Pelari Kenya Rajai Semua Kategori, Ini Pemenang Bank Jateng Borobudur Marathon 2017
Pemenang Bank Jateng Borobudur Marathon 2017 berfoto bersama di kompleks Taman Lumbini, Candi Borobudur, Magelang, Minggu (19/11/2017). (M Ismail/JIBI/Solopos)

Bank Jateng Borobudur Marathon 2017 diikuti pelari dari luar negeri.

Solopos.com, MAGELANG -- Pelari asal Kenya merajai event Bank Jateng Borobudur Marathon (BJBM) 2017 kompleks Taman Lumbini, Candi Borobudur, Magelang, Minggu (19/11/2017).

Pelari nasional Agus Prayoga yang turun di half marathon (21K) closed category memenuhi janjinya untuk menjuarai kategori yang diikutinya.

Anggota Komite BJBM, Budiman Tanuredjo, mengatakan pemenang BJBM tahun ini didominasi pelari luar negeri khususnya atlet asal Kenya. (Baca: BJBM Diikuti Ribuan Peserta)

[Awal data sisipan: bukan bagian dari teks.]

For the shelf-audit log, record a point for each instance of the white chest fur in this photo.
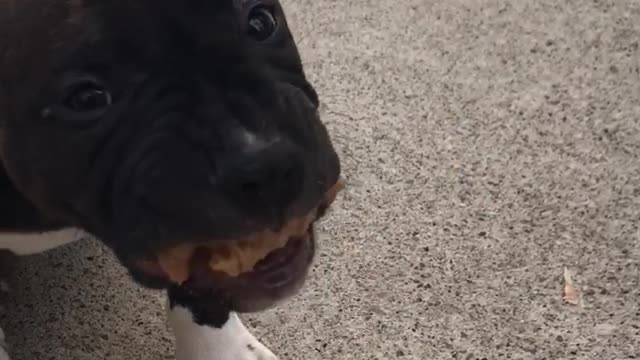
(33, 243)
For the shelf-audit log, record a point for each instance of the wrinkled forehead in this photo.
(54, 29)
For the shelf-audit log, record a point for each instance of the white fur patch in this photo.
(33, 243)
(230, 342)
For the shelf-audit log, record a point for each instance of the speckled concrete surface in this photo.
(488, 145)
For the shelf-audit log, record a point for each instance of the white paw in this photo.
(255, 350)
(232, 341)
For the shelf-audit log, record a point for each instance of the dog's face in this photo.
(153, 124)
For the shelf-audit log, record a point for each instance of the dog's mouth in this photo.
(252, 273)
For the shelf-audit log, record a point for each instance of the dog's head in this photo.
(183, 134)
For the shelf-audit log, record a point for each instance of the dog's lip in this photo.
(281, 269)
(237, 257)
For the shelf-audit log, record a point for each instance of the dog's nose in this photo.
(268, 176)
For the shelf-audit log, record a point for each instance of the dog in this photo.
(184, 135)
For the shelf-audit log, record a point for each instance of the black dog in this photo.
(155, 125)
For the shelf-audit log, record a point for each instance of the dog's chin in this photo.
(280, 275)
(247, 275)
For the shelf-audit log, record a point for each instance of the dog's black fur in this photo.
(153, 122)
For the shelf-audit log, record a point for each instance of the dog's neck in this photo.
(17, 213)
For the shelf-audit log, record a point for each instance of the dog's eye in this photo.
(262, 23)
(87, 96)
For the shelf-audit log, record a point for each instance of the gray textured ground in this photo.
(488, 143)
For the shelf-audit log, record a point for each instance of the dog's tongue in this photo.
(236, 256)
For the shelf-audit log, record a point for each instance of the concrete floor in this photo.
(488, 145)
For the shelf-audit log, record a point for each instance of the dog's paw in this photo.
(230, 340)
(257, 351)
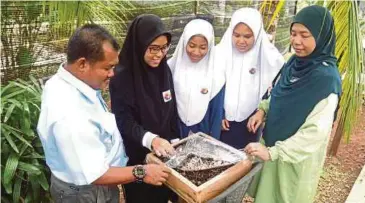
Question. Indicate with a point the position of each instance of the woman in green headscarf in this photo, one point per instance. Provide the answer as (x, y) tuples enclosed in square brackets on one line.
[(299, 114)]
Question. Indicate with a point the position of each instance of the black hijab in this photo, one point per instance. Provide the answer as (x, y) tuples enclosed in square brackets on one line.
[(140, 87)]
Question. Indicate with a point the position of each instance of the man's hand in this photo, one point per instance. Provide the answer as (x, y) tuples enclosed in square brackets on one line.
[(255, 121), (258, 150), (162, 147), (156, 174)]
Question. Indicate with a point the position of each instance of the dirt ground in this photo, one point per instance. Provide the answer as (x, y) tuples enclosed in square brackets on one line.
[(340, 172)]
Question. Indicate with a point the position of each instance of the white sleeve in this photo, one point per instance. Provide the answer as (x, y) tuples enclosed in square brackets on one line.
[(80, 146)]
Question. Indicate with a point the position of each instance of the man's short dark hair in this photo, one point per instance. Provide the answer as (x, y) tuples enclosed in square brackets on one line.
[(87, 42)]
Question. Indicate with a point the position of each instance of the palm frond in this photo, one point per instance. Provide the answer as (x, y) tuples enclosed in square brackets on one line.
[(350, 54)]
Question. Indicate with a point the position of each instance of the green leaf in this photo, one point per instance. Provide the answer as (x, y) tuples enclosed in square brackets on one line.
[(34, 155), (4, 199), (9, 171), (29, 168), (17, 188), (9, 112), (29, 197), (10, 141), (43, 181)]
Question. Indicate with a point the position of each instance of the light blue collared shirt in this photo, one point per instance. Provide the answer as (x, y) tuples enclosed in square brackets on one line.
[(80, 137)]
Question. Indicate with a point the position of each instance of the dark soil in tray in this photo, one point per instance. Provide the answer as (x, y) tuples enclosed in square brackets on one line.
[(199, 170)]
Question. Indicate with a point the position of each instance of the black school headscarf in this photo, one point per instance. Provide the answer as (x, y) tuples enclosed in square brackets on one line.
[(140, 86)]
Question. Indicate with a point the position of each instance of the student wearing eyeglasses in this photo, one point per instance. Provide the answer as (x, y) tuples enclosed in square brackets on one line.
[(143, 101)]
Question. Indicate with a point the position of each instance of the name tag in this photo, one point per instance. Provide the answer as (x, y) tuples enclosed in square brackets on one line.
[(166, 95)]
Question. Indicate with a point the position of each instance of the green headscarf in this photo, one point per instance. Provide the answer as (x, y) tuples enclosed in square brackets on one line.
[(305, 81)]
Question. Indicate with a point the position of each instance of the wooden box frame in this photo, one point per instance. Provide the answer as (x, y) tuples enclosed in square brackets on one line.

Ia mencontohkan marathon (42K) open category lima besar pemenang semuanya dari Kenya. Atlet asal Kenya yang keluar sebagai juara pertama male marathon open category adalah Kiprop Tonui dengan berhak membawa uang tunai senilai Rp110 juta.

"Juara pertama marathon open category female juga didapat atlet asal Kenya atas nama Elizabeth Rumokol Chekanan. Kami memberikan uang pembinaan seniai Rp110 juta," ujar Budiman kepada wartawan seusai acara BJBM, Minggu.

Ia mengatakan atlet asal Indonesia belum mampu menjuarai open category yang dilombakan yakni 10K, 21K, dan 42K. Ia mengatakan secara menyeluruh BJBM 2017 sukses dan bahkan lebih baik dari tahun lalu.

"Kami bersyukur hujan yang sempat turun di kompleks Candi Borobudur tidak mengganggu peserta untuk mengikuti lomba sampai akhir. Warga Magelang bahkan memberikan semangat kepada peserta saat melewati rute maraton," kata dia.

Naik Kelas

Ia mengucapkan banyak terima kasih kepada semua pihak yang ikut berpartisipasi BJBM. Panitia berharap kedepan BJBM bisa naik kelas sehingga bisa setara dengan maraton internasional seperti Tokyo Marathon. "Kami melihat tema Reborn Harmony sangat terlihat dalam event BJBM tahun ini," kata dia.

Direktur Bank Jateng Supriyatno, mengatakan Bank Jateng sebagai sponsor utama sudah pasti akan berusaha keras agar semua peserta BJBM puas. Ia optimistis BJBM ke depan lebih baik dengan banyak diikuti atlet dari luar negeri.

Menteri Pemuda dan Olahraga (Menpora) Imam Nahrowi, mengatakan selama mengikuti maraton di daerah lain baru kali pertama ini melihat start acara tepat waktu pukul 05.00 WIB untuk kategori 42K, kategori 21K dimulai pukul 05.30 WIB, dan 10K dimulai pukul 06.00 WIB.

BJBM tahun ini sangat meriah dengan kehadiran peserta dari 27 negara dari tahun lalu hanya 20 negara. "Kami akui Kemenpora tidak bisa berjalan sendiri dalam memajukan olahraga. Terobosan baru sangat diperlukan dengan memadukan sport tourism hingga religi seperti yang terlihat di BJBM," kata Imam kepada wartawan.

Imam menjelaskan perpaduan antara sport tourism sangat diperlukan karena dapat meningkatkat jumlah wisatawan dan dapat memunculkan bibit muda. Olahraga sepeda berpotensi untuk bisa dikembangkan seperti BJBM yang memadukan sport tourism.

Pelari asal Etiopia juara pertama 10K open category, Tariku Demelash, 25, mengatakan tahun ini merupakan tahun kedua mengikuti BJBM. Selama mengikuti BJBM dikategori 10K selalu keluar sebagai juara.

"Saya akui rute BJBM memang sulit untuk ditaklukan karena banyak jalan menanjak. Banyaknya penampilan kesenian lokal dari warga setempat di sepanjang route race memberikan semangat para pelari," kata Tariku kepada Solopos.com.

Pelari nasional Agus Prayoga mengatakan sangat puas meskipun tidak banyak peserta lokal menjuarai open di kategori 10K, 21K, dan 42K.